Axel Kicillof en Córdoba

Axel Kicillof en Córdoba

La excursión debería concluir con la correspondiente foto con el economista. Prueba empírica, su valía permitiría refrendar al exsenador como armador. En especial ante quienes visitan la provincia y no lo incluyen en sus itinerarios.

El caso más reciente ha sido el del ministro de Desarrollo Agrario de Buenos Aires, Javier Rodríguez, quien se reunió con representantes de cooperativas y mutuales. Aunque el equipo del funcionario prefirió enmarcar la actividad en lo institucional, sin siquiera un gesto al llaryorismo, no pudo evitar interpretaciones sobre omisiones.

Las movidas del kirchnerismo

Los reparos de quienes quieren rellenar con peronismo puro las vigas del proyecto kicillofista parecen reflejo de la mayor publicidad que han ido logrando los movimientos de aquellos sectores considerados subsidiarios.

La muestra más reciente se dio el pasado viernes, con el encuentro de una decena de dirigentes cordobeses con Carlos Bianco. La reunión fue promovida por el carlospacense Ruiz, quien acercó nombres de toda la provincia. Incluso del valle de Punilla, fortaleza de Caserio.

Ruiz, que había acordado la visita con Bianco cuando éste acompañó a Kicillof en su paso por Cosquín, se consolida como referente del Movimiento Derecho al Futuro en Córdoba.

Como tal, extiende cada vez más invitaciones, entre sellos y dirigentes, muchos de los cuales han tributado al kirchnerismo en elecciones pasadas. Denominado “Es por AK”, el espacio emergente tiene como uno de sus núcleos al Frente Grande, el partido liderado por Mario Secco a nivel nacional.

El Frente Grande es también parte de Defendamos Córdoba, la alianza que representa Natalia de la Sota, a quienes muchos siguen imaginando como la cara provincial del armado. Una y otra vez, el entorno de la diputada relativiza tales especulaciones, midiendo las distancias con Llaryora.

La espera por Martín Llaryora

Unos y otros dan por sentado que ambos gobernadores mantienen acuerdos subterráneos, originados de necesidades cruzadas. El cordobés necesita unir a todos los sectores del peronismo para buscar su reelección ya que no puede prescindir de nadie. Kicillof también espera aglutinar al PJ como primera condición para su postulación a la presidencia.

También coinciden en dudar sobre la solidez de dichos pactos a medida que avance el calendario.

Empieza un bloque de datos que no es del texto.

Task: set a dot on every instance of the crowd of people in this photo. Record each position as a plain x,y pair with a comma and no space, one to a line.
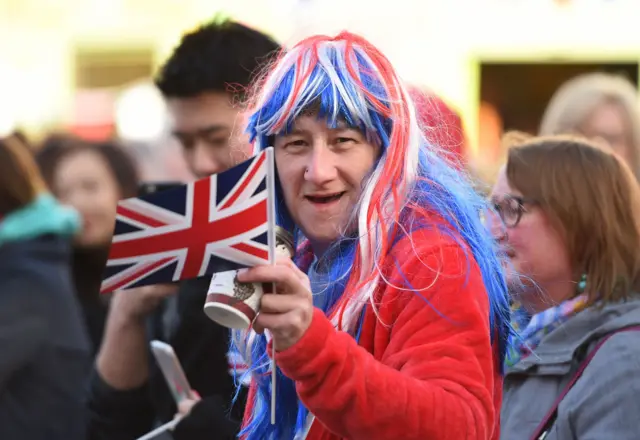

Desconfían de la fidelidad de un cordobesismo que parece dispuesto a cualquier cosa por retener el poder. Miran con creciente atención la nueva sintonía entre Llaryora y Javier Milei, sin descartar la posibilidad de un futuro arreglo de no agresión que invitaría a una neutralidad en cada contienda.

El cordobesismo no quita la vista de la K en el apellido del exministro de Economía. Descree tanto de su voluntad de despegarse definitivamente de Cristina Fernández de Kirchner como de su vocación por revisar errores del pasado. Entre otros, las confrontaciones con un modelo anclado en las verdaderas necesidades de la Región Centro.

Nadie en el peronismo cordobés duda de que Kicillof necesitará construir en Córdoba si pretende competir por la Presidencia. La discusión pasa por quién conducirá ese proceso. Mientras esa definición no llegue desde La Plata, el vacío seguirá siendo ocupado por dirigentes que hablan en nombre del gobernador bonaerense sin una conducción política unificada.